Thursday, January 6, 2011

Grass is always Greener when I paint it.

This is my first blog, well at least my first non myspace or social network rant. I followed my oldest and dearest friend here and have put off doing this for too long, but I start Grad school this spring and want to be one of the cool kids so I will blog too.

Speaking of the Oldest and Dearest she sent me this article today and it prompted this blog:

http://www.press.uchicago.edu/Misc/Chicago/452786.html

  Neitzsche was moved or stagnated by what he saw and it affected how he wrote and felt about the world depending on locale. He and I have had a love hate relationship through the years. He makes me think about faith in ways I find unsettling, it usually leads to religious crisis followed by zealotry that only a lapsed catholic can manifest. When I crawl out of my Canonical Law cave where I hid from the truth he was laying down, Neitzsche changes me. His humanity, and explanation of it in others is rarely wrong even when I am determined it should be. So when I read about where he was when, and what he saw and felt as his writing happened I can see how the visual landscape shaped his work. Is it no wonder that all my papers are beginning to sound the same, and my glass looks like the same collection no matter what shape and color it is? I mean when the world is only a tank of gas big how much can really change? I would like to think I am am smarter than that, that the rut I am in is a state of mind not a state being, but I know I am full of beans. All my attempts to "Live Art" in my local museums and in my internet wanderings are just that attempts to live. Only but putting my feet on the ground and seeing beyond the gallery, into what was in my favorite authors, painters, sculptors, and friends field of vision can I really experience where their heads were when they created.

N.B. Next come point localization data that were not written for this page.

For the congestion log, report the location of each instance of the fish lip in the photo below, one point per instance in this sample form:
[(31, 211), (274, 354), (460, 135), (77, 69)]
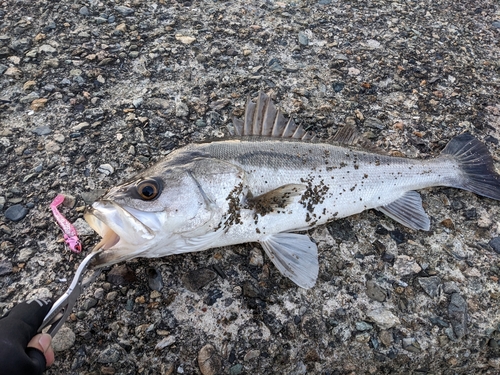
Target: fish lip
[(115, 225)]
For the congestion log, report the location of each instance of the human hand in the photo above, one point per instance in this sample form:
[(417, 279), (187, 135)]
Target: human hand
[(22, 351)]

  I have tried so hard to put myself beyond my comfort zone, trying some radical new challenges of mind, body, and faith this past year. I usually blame it on budget, my lack of artistic travel is directly related to my finances this is true, but I am beginning to think that the travel physically will suffer the same fate of underwhelming me with how much the modern world has taken away from what is beautiful, or overwhelming me with the amazingness of the world leaving me a drooling caveman incapable of taking what I see and feel and putting it into intelligent words and art.

   Change is began in the physical not the mental, how very practical. I have been trying to change my world from the deepest recesses of my mind and artist yearnings, maybe the best way to affect change and to effect what I see is to change where I see it from. Pray for me blog world that when I save the cash to get to Venice it hasn't sank and I can write a sentient blog from some beautiful old world building not from my table at their local McDonald's. Let there be enough of the world of beauty left to see under what we have done to it as a modern society, by the time I can afford to get there. Tell me that these places are not like men, great on paper but lackluster in practice. Let the green of my favorite paintings be a cheap fallacy compared to the green of the inspiration landscape.

1 comment:

  1. You are well on your way through all your hard work and determination to accomplish so much. You have such a fighting spirit and overlook all of the inconveniences of lack of funds to that which is greater. Art. I am so glad you liked the article about Nietzsche and place. The thought of seeing and experiencing great places in Europe that spoke to the philosopher and moved him as he created is such a wonderful concept. Like you I have been searching in the limited resources available of great art, museums and whatever searching for meaning in this mundane world. To see the souls of others and to find my own answer to why this all is, how this all is. Where to next?